Kenneth Burns: You can't beat biking to work

Mar. 01, 2014 @ 11:33 PM

You might remember reading in an earlier column that two years ago, I moved back home to Tennessee after 13 years in Madison, Wis.

I’ve been thinking a lot about Wisconsin lately. That’s because Wisconsin, the land of truly rotten winters, has been having an especially brutal one. I don’t miss Wisconsin winters.

Do you know what I miss about Wisconsin, though? The bicycling.

More precisely, I miss not depending on my car so much. There is a fine public transportation system in Madison, and when the weather was lousy, I took the bus to my job downtown. In Madison, lots of people ride the bus.

And when the weather wasn’t lousy, I biked. That was great.

Madison has a robust bicycling infrastructure. Many streets have bike lanes. Dedicated bike paths crisscross the city, and the system is constantly being expanded.

Last year, workers completed a major bike-and-pedestrian bridge over the the Beltline, Madison’s main freeway. It lets people bicycle from southern parts of the city all the way downtown. That’s wonderful. What’s also wonderful is that it’s not the first major bike-and-pedestrian bridge over the Beltline.

For much of the time I lived in Madison, my commute was a 25-minute bike ride, mainly on one of the dedicated paths. I loved it. Compared to driving, biking to work is peaceful and stress-free.

Well, nearly stress-free. Sometimes there were unfriendly interactions. A few of those were with drivers. Madison cyclists and drivers generally get along okay, but there can be hostility.

Part of that owes to drivers who are unwilling to, as the bumper sticker says, share the road – with bicyclists.

But Madison bicyclists bring a lot of trouble on themselves. For reasons I’ve never understood, there is an element of lawlessness to bicycling culture, and not just in Madison.

Bicyclists routinely flout traffic laws. They go the wrong way on one-way streets. Especially, they run stoplights and stop signs.

At their peril. I lived half a block from a street that’s an important Madison bike route, and one day I heard a commotion outside. I learned that a bicyclist ran a stop sign and got hit by a car. He died soon after.

I saw him lying on the street. That was sobering.

Many of my most stressful interactions on the bike paths didn’t involve cars at all. Sometimes a Madison cyclist’s worst enemies are – other Madison cyclists.

That’s because not everyone bicycles for the same reason. There are commuters, recreational bicyclists, fitness enthusiasts.

I was mainly a commuter. A geeky commuter. I had a cheap bike from Target. I attached a milk crate to it for hauling stuff. I strapped my pants cuffs down so they didn’t get caught in the bike chain.

On the path, I rode briskly. I knew the rules of the road, and I followed them.

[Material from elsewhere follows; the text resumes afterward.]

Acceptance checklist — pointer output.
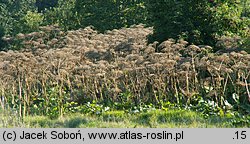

Recreational bicyclists didn’t always know the rules. Often they were out in family groups, moving slowly down the path, weaving back and forth. Cute kids in bike helmets. That sort of thing.

Then there were the fitness enthusiasts. They wore Lycra and screamed down the bike path. Literally. I literally have seen a grown man in Lycra screaming at a 4-year-old on a bike with training wheels, because she got in his way.

Different kinds of people, different kinds of cycling. Of course there was friction.

It didn’t bother me. I relished the glorious bicycling in Madison – and all over Wisconsin, thanks to the terrific statewide system of bike trails. Mostly converted railroad right-of-ways, these let you pedal along for miles and miles through the countryside. It’s like hiking, but faster.

Now I drive to work. My commute to The Mountain Press takes me down Chapman Highway, and there’s no way I’m biking on that busy road.

I do see cyclists around, though. Especially in Knoxville, where the bike infrastructure actually is pretty good.

I still have my bike from Target. Sometimes I get it out and ride around on side streets.

I hope there is more bike commuting in my future.